Monday, December 29, 2003

11/12/2003

I showed up at school today and spent several hours helping to make copies of students' grades - copying from the classroom lists to lists made according to how they took their exams. Hours. Gave me time to think about how ridiculous it truly is, and how amazingly simple the process would be with computers.

Then I think seriously about what would happen, automating the process,and how much free time that would give these teachers, and what I think they would do with that free time. I don't feel like they would do anything constructive. So if I decide to try and automate their grading, not only do I have to overcome old habits and mistrust of technology, but will have to confront what they can do with new free time.

Hmmm...that's something I need to think more about. Not that I haven't already.

In any case, we broke for lunch, and when I returned, I found myself alone. After an hour, I went back home.

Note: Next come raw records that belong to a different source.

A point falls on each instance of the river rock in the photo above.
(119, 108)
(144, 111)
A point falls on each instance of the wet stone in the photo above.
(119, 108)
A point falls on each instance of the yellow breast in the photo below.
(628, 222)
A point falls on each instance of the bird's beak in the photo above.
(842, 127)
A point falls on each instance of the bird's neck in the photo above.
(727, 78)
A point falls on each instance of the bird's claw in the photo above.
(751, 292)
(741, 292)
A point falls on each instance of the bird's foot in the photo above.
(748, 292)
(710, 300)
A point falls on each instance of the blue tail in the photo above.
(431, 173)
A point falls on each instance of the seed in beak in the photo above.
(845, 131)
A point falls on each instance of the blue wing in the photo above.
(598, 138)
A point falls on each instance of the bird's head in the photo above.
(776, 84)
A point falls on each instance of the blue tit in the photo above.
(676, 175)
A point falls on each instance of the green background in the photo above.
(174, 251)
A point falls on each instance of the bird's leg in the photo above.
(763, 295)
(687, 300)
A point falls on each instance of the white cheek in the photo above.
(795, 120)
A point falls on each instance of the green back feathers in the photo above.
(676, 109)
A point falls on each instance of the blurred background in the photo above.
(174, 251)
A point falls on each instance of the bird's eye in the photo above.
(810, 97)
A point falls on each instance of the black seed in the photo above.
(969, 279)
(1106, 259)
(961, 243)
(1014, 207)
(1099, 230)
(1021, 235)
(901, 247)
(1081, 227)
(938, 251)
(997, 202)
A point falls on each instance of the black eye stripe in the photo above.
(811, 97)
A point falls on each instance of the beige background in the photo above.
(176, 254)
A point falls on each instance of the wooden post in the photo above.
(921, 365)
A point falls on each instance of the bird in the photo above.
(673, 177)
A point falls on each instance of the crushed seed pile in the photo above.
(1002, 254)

(OK, NOW JOHN HAS GONE BACK ONCE MORE TO MY TRIP --- PREPARE TO BE DATE-CONFUSED, ESPECIALLY AS HE'S COVERED SOME OF THIS ALREADY. MOM)

Thursday, October 30th

I spent the morning at the training site, leaving in the middle of the day to get to the airport. It was quite a strange feeling to be on the chapa, knowing I was going to be seeing my mother for the first time in 13 months. But, as became apparent later, the bizarreness that I had anticipated in this ride dissipated immediately as I realized how completely I had prepared for her arrival - to a point.

I waited for a while on the top floor of the airport, watching...tarmac...because for two hours, no planes landed or took off. It was definitely the first airport experience I've had like that.

When her plane landed, I rushed down to wait at the exit and we make a quick and rushed exit for the hotel, courtesy of a very happy taxi driver.

I pointed out everything along the way, but as I later realized - and presently suspected - it was all forgotten due to the intense novelty of every little thing. We arrived at the hotel and essentially caught up before collapsing.

Friday, October 31

We got a taxi back to the airport and picked up our car, nice and early in the morning.

Starting off in the car was an ordeal and we gathered a crowd of several local employees to help mom get into gear. They were more than happy to explain, in relatively good English, the best way to get the car going in what we would later find out was 3rd gear.

Navigating confusing, backwards streets, with 3 of the 5 gears at her disposal, my mother managed to get out of Maputo on her second day in Africa. I would have fared MUCH worse, if at all.

We arrived in C---, broiled in the afternoon sun, then satisfied our hunger at a laid-back restaurant where the owner offered us amazingly prepared fish that I gobbled up despite my reluctance to eat fish and my, until recently, strict vegetarianism.

We got Mom's bed set up using 3 mattresses (JOHN USED THE WORD MATTRESS LOOSELY -- THINK THICK PAD), 2 pillows and 1 fan. All welcome additions to the humble abode. Unpacking was intimidating, to say the least, as I have become accustomed to not having a lot of "stuff" and I was - not surprisingly - showered with a lot of "stuff". I appreciated it all, but was of a split mind. There was something Mozambican inside of me that was completely and utterly overwhelmed - I could feel that it was a new part of me, and I think this, more than anything else, scared me.

We dropped off the car to be guarded at the hotel at the suggestion of one of my students. We found first gear.